AWS introduced “managed blockchain” and the very different “QLDB” in the same keynote.

Compare under the covers to see why, despite the hype, they introduced QLDB, which is designed for real work when you know who is running the servers:

https://aws.amazon.com/managed-blockchain/

https://aws.amazon.com/qldb/

If you’re a trusted entity or a trusted consortium with legal paper among your members, you probably don’t want the blockchains, you probably want QLDB.


The section critiquing the critique of the cryptography is quite good.

That said, can we please all agree that a prediction of probable future action is not a defense of the status quo?

> I suspect Facebook’s longer term plans, were they to actually launch Libra, are to move to.... >...it’s being worked on, and it certainly has “the capacity” for them.

This is all well and good but it's certainly not a thing that is happening now. At the very least I would like to see Facebook write down that they intend to do these things before I accept this as a justification.

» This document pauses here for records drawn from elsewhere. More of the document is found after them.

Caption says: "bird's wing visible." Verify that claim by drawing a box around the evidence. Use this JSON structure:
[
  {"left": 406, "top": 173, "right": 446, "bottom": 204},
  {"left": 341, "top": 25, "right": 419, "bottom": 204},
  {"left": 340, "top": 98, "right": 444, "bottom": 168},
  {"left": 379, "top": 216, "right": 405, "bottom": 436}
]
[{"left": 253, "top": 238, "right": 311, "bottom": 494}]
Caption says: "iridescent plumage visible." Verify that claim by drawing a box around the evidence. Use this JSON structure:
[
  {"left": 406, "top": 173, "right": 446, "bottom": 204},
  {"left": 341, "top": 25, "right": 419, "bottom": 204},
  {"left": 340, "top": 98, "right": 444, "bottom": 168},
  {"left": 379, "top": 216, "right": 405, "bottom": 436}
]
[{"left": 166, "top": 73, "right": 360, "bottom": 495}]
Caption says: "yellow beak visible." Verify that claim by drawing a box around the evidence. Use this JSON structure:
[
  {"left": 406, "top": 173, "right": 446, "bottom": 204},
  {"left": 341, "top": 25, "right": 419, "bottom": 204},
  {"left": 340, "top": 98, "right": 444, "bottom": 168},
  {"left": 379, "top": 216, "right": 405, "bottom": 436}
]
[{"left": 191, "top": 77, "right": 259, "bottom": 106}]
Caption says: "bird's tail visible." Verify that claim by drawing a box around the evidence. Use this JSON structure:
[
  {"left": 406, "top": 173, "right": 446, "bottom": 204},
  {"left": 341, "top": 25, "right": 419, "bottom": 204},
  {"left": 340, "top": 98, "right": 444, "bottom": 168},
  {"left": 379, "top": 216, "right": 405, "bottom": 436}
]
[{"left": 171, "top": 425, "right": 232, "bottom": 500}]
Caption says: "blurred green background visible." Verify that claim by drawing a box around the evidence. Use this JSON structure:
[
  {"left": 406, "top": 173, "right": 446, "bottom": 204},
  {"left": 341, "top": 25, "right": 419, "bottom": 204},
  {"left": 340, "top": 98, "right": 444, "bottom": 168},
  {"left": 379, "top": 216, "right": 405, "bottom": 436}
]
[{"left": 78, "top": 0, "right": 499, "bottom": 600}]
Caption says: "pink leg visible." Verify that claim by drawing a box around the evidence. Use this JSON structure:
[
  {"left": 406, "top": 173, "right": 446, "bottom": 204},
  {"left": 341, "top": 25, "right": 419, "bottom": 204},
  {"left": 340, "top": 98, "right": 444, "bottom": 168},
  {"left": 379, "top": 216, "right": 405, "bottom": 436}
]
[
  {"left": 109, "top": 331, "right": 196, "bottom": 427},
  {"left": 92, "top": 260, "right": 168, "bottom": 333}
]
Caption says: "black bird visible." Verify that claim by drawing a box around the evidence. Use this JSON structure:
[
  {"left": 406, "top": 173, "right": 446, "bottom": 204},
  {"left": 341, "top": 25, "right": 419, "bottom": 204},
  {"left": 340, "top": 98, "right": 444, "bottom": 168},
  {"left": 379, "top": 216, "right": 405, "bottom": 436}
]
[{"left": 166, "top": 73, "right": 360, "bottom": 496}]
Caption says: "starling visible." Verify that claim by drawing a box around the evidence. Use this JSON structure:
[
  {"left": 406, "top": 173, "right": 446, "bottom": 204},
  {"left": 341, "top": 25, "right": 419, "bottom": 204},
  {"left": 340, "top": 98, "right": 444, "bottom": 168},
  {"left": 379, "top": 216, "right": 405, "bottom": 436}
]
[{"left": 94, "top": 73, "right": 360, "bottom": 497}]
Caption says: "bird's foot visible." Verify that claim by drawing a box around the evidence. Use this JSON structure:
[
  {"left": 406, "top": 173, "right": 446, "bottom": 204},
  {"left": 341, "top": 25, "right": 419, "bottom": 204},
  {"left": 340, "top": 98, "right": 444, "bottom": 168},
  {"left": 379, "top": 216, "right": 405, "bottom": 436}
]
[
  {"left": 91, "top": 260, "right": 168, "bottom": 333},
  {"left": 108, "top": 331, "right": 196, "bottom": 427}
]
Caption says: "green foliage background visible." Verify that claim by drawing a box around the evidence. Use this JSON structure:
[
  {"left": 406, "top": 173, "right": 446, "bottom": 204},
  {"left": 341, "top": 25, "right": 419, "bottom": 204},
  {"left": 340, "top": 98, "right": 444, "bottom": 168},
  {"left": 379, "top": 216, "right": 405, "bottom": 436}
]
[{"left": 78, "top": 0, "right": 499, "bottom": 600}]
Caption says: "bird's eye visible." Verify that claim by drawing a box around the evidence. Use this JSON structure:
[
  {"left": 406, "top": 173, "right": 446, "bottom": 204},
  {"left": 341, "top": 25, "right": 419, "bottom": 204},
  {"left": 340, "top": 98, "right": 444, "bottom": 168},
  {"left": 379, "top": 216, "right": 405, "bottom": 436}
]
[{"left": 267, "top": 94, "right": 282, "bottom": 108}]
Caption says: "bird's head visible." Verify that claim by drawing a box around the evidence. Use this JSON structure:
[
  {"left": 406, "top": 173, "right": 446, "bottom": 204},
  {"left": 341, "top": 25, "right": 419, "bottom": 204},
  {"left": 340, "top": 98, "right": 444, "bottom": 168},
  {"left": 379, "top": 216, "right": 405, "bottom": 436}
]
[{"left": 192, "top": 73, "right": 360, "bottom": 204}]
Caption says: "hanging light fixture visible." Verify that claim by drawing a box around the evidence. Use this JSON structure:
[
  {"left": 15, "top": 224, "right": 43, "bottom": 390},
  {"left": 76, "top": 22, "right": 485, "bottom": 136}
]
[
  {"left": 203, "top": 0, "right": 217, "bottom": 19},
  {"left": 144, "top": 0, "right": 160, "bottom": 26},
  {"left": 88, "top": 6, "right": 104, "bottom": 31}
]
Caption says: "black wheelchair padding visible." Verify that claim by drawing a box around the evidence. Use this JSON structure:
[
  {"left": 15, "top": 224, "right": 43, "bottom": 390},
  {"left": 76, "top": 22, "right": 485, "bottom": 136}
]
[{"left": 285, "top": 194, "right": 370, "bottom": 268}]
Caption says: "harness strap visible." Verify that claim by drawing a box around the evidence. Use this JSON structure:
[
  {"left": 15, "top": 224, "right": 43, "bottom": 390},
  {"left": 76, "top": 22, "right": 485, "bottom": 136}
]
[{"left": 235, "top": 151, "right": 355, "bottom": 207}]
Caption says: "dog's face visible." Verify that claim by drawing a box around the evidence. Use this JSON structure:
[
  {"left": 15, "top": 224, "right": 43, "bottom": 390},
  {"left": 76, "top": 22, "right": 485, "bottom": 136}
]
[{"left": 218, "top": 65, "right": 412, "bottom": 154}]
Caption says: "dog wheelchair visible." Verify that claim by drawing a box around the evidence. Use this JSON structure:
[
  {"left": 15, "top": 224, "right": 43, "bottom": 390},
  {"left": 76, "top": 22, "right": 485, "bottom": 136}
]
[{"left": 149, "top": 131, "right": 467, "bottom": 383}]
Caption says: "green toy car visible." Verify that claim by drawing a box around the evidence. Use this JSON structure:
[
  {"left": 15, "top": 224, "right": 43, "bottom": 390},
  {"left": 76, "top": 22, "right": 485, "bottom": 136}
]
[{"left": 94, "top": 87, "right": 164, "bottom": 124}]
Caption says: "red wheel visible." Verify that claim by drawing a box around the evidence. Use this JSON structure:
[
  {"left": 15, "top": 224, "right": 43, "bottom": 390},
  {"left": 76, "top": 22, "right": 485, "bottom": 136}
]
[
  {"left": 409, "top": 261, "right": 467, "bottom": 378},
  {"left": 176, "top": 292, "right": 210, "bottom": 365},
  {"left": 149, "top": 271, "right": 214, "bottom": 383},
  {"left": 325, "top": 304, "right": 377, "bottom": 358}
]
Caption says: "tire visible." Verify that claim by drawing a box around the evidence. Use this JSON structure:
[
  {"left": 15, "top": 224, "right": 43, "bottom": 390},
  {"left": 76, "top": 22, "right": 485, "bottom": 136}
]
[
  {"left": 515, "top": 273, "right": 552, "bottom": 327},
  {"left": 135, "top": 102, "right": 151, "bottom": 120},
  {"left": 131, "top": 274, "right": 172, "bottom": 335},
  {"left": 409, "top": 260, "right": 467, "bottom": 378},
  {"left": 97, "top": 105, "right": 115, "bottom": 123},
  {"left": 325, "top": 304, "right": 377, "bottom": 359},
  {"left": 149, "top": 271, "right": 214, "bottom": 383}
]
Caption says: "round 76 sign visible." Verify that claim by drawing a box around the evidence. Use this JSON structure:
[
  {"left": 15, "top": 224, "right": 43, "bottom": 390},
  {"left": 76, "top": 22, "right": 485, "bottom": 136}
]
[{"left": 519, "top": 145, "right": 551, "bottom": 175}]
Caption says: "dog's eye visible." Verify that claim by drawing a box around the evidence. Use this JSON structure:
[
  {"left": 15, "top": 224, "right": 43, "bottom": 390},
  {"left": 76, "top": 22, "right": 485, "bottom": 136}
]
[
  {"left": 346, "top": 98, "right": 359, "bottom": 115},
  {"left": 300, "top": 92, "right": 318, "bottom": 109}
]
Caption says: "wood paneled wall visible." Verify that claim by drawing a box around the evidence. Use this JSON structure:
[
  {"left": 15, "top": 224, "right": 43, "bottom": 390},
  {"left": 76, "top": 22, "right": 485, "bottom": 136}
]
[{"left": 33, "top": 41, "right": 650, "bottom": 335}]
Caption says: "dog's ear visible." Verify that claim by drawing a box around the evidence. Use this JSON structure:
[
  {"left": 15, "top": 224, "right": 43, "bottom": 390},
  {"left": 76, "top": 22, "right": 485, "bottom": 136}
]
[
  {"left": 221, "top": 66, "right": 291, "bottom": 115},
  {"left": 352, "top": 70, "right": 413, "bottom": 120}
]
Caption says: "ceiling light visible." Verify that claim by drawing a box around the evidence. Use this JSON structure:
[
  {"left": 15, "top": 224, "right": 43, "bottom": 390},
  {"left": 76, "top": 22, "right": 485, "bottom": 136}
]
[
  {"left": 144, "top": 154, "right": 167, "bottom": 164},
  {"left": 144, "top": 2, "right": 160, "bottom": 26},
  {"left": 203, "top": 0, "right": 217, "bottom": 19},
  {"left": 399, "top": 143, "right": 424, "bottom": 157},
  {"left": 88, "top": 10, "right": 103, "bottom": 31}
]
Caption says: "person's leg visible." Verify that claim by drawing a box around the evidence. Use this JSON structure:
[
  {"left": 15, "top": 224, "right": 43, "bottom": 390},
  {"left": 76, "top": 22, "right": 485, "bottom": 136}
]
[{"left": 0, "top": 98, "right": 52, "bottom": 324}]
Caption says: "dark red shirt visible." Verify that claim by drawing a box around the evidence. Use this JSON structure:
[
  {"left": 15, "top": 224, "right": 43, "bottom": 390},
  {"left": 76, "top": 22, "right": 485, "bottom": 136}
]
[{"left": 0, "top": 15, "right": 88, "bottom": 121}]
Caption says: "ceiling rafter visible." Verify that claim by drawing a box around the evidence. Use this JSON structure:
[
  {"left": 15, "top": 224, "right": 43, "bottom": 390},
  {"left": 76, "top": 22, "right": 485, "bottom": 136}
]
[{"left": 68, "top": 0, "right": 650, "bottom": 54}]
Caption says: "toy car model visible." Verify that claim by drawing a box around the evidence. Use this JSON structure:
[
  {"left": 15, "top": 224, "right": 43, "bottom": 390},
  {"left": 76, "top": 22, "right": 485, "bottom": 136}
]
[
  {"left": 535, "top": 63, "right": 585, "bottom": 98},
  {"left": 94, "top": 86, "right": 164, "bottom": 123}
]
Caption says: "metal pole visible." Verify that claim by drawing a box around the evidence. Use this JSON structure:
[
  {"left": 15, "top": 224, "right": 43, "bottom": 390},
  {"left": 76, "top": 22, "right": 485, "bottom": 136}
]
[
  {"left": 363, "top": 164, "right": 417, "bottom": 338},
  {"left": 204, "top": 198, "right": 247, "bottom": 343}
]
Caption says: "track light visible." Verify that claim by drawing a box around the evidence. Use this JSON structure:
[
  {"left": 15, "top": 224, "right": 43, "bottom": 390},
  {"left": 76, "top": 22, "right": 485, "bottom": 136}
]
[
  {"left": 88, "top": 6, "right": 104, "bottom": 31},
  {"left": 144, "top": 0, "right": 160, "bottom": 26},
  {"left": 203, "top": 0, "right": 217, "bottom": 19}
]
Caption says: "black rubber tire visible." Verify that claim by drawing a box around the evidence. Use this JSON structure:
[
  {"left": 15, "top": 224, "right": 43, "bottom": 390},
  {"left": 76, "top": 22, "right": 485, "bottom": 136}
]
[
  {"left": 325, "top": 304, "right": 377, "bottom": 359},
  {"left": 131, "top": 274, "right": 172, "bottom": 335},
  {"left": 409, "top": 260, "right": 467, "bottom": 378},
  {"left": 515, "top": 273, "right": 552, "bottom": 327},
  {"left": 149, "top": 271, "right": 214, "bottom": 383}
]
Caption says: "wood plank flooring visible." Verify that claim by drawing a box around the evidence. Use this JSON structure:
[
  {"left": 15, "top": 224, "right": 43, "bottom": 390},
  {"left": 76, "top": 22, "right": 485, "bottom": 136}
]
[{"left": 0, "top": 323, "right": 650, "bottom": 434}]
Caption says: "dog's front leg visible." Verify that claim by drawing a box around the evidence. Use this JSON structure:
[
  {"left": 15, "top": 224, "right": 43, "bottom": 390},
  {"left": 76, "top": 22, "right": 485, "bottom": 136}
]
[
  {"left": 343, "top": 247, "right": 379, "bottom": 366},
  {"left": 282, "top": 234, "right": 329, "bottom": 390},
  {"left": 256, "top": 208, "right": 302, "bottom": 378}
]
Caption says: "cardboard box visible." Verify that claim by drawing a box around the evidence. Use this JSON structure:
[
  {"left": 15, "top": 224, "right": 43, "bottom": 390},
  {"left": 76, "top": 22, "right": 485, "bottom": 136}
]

> That said, can we please all agree that a prediction of probable future action is not a defense of the status quo?

...no?


Care to elborate? I can promise you somthing good if you do that I am not bound to follow through on. How does a million euros sound?


Diehl: Libra’s Move language is not sound.

Arcieri: Is it actually sound? I don’t know, it’s brand new and looks unfinished to me, and even if it were finished I’m unqualified to make that assertion

Oh snap.


Thanks for this rebuttal.

I'm by no means a fan of Facebook and Libra, but Diehls post felt far from frontpage worthy to me.

> Stephen Diehl doesn’t understand cryptography, but sure has a lot to say about it.

This is how I felt about the entire post, to be honest.

It felt like a consultant on a mission, who doesn't really understand the topic, only took a cursory glance at a project, and yet berates it extensively. All while sprinkling in some of his particular knowledge, giving a false sense of technical expertise.


This is how I felt reading his post too for what is worth. He might have the expertise (outside of crypto(graphy|currency) to produce a technical opinion but has unfortunately not spent much time trying to understand libra.


As did I, hence why I commented that it feels like ultracrepidarianism.


Debate around any technical merits of the Libra proposal is entirely beside the point. An extra-governmental currency owned and run by a consortium of big businesses from the payments and data monetisation industries is an intrinsically terrible idea and Facebook couldn't be trusted to do this in a responsible and ethical manner even if it were not.


The flaw I care about most: The lack of transaction privacy.


Shouldn't this make it illegal?


Factual Inaccuracies of “Facebook Libra Is Architecturally Unsound” Considered Harmful


> I consider it to be a gish gallop that bombards you with a bunch of negative claims, many of which are false or at best, specious.

Is it me or is this a common trope of blog posts that hit the top of HN?


Non-interactive media naturally tend to look like gish gallops, because there is no interruption to the flow. If you follow the Wikipedia link given, you'll see the term comes from formal debates, where it's more relevant. In formal debates, the technique can be quite effective; in blog posts, it just leads to fiskings. You briefly have a monopoly on your soap box, but you have no power to prevent other people from monopolizing theirs with a response.


Generic claims about HN are almost always an afterimage of things you saw and disliked, because those make by far the strongest impressions.


“Everything is actually terrible” is arguably the most popular topic on HN.


In a world that's bombarded with PR teams dedicated to pass the message that product X is by far the best thing ever, posts pointing out that product X actually has downsides are more than welcomed. Otherwise, the PR people are the only ones doing the talking.


I wasn’t talking exclusively about products at all. But even then, I don’t see a moral high ground in pushing negative hyperbole as a response to a perceived excess of positive hyperbole. Both seem equally fallacious to me.


Boom Roasted. That was enjoying to read. I wish most of this didn't go over my head, but I enjoy it nonetheless.